No Business Entertainment may be offered which comprises conduct that is illegal under any applicable law or that would expose the Firm, an associate of the Firm or any recipient of the entertainment to any civil liability.

When Business Entertainment expenses are presented to the Chief Compliance Officer for review, the Chief Compliance Officer will review the following:

  · That all expenses are documented with a receipt.
  · That the entertainment and its venue were appropriate.
  · That entertainment provided to a group is documented as to the names of the persons in that group.

  · That any gift given incidental to business entertainment is recorded as such and is segregated from entertainment expense documentation.

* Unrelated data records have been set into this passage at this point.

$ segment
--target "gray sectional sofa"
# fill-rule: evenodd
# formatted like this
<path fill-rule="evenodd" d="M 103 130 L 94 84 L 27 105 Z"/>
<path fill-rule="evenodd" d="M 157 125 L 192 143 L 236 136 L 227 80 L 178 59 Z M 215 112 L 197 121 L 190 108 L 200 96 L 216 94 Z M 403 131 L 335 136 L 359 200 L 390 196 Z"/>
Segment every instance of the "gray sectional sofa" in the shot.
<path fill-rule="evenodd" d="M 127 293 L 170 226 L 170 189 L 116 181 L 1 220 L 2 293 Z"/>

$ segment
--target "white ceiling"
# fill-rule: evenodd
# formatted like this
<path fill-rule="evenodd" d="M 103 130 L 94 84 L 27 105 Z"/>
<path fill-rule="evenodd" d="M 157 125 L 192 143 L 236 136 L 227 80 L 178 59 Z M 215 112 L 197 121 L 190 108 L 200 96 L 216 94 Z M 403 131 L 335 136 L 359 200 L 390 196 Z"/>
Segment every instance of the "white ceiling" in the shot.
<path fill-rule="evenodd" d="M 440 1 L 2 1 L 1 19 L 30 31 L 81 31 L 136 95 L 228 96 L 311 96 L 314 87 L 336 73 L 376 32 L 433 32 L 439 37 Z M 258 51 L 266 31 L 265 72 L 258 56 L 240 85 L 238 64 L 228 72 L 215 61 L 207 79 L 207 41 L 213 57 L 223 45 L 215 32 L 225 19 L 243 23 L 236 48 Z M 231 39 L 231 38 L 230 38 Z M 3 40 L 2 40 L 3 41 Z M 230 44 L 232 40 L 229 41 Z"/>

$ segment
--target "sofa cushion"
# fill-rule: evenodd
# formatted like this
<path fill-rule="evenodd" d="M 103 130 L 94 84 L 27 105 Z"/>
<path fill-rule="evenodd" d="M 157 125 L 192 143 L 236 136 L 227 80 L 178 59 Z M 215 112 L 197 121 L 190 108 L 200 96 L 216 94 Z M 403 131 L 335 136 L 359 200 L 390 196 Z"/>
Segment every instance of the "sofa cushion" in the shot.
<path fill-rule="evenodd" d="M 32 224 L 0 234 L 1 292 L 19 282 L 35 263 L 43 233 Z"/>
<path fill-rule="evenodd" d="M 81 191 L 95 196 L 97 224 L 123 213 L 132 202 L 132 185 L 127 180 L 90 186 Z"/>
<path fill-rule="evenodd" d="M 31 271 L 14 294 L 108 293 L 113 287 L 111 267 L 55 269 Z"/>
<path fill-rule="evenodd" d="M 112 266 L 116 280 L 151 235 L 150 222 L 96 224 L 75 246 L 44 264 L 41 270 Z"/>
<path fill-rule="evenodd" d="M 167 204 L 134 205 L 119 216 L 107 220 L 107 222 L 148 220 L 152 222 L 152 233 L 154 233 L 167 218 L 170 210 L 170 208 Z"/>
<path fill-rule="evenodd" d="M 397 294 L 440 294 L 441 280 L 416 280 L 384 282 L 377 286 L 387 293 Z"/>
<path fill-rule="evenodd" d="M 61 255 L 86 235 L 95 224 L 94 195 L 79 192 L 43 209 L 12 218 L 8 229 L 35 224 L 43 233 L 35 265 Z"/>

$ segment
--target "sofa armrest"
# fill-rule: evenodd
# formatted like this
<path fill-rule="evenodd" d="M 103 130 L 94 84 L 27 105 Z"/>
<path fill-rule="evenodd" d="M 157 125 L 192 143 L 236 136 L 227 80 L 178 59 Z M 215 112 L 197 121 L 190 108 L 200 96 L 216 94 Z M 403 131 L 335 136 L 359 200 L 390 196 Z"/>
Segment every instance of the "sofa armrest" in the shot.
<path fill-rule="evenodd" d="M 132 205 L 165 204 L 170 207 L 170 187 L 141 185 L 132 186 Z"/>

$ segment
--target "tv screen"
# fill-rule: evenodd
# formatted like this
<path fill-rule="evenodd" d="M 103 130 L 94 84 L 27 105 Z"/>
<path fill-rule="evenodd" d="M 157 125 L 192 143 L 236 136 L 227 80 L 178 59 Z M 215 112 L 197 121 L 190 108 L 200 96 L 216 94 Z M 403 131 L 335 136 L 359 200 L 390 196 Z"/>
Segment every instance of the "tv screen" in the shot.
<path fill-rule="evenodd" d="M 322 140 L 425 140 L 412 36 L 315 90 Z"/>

For example, purchasing a team tee shirt for $30.00 and presenting it to the recipient while attending a sporting event is considered a gift.
  · The business purpose for the entertainment.
 
Penalties for Violations of Waycross Partners, LLC’s Code of Ethics and Compliance Manual

If any person violates any provisions set forth in this Code of Ethics, the CCO shall impose such sanctions as he deems appropriate including, but not limited to, a letter of censure or termination of employment, censure, fines, freezing of one’s personal account or Securities in that account for a specified time frame.

A record of any violation of the Company’s Code of Ethics, and any action taken as a result of the violation, must be maintained in an easily accessible place for at least five years after the end of the fiscal year in which the violation occurs.